Question

A 50.0 kg crate is being pulled along a horizontal, smooth surface. The pulling force is 10.0 N and is directed 20.0 degree above the horizontal. Find the normal force the crate and the magnitude of the acceleration of the crate. A. 250 N, 0.0684 m/s^2B. 487 N, 0.188 m/s^2 C. 525 N, 0.200 m/s^2 D. 825 N, 0.376 m/s^2 E. 494 N, 0.0728 m/s^2

Answer 1

Explanation:

It is given that,

Mass of the crate, m = 50 kg

Force acting on the crate, F = 10 N

Angle with horizontal, $\theta=20^{\circ}$

Let N is the normal force acting on the crate.
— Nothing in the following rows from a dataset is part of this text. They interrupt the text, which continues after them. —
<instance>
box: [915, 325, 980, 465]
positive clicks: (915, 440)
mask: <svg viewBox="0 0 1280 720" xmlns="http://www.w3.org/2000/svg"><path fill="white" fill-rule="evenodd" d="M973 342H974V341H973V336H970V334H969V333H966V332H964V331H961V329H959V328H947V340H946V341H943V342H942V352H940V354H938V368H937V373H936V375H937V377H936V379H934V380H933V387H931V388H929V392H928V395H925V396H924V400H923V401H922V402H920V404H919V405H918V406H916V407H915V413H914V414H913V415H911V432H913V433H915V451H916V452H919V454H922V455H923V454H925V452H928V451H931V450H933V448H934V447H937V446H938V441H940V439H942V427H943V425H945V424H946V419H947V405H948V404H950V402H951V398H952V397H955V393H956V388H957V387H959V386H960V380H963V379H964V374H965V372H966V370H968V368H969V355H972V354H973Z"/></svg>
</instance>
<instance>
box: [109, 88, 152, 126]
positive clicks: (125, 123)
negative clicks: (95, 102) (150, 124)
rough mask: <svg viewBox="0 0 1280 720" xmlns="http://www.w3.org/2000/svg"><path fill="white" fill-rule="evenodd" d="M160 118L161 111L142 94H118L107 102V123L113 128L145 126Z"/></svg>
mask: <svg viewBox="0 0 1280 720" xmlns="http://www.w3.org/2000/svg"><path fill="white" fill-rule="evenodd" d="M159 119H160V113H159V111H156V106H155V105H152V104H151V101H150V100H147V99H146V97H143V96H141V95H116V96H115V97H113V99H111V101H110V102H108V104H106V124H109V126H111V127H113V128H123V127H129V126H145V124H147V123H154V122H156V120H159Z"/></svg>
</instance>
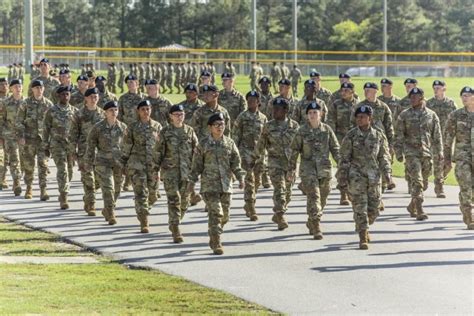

Using the free body diagram of the crate. It is clear that,

$N=mg-F\ sin\theta$

$N=50\times 9.8-10\ sin(20)$

N = 486.57 N

or

N = 487 N

If a is the acceleration of the crate. The horizontal component of force is balanced by the applied forces as :

$ma=F\ cos\theta$

$a=\dfrac{F\ cos\theta}{m}$

$a=\dfrac{10\times \ cos(20)}{50}$

$a=0.1879\ m/s^2$

or

$a=0.188\ m/s^2$

So, the normal force the crate and the magnitude of the acceleration of the crate is 487 N and $0.188\ m/s^2$ respectively.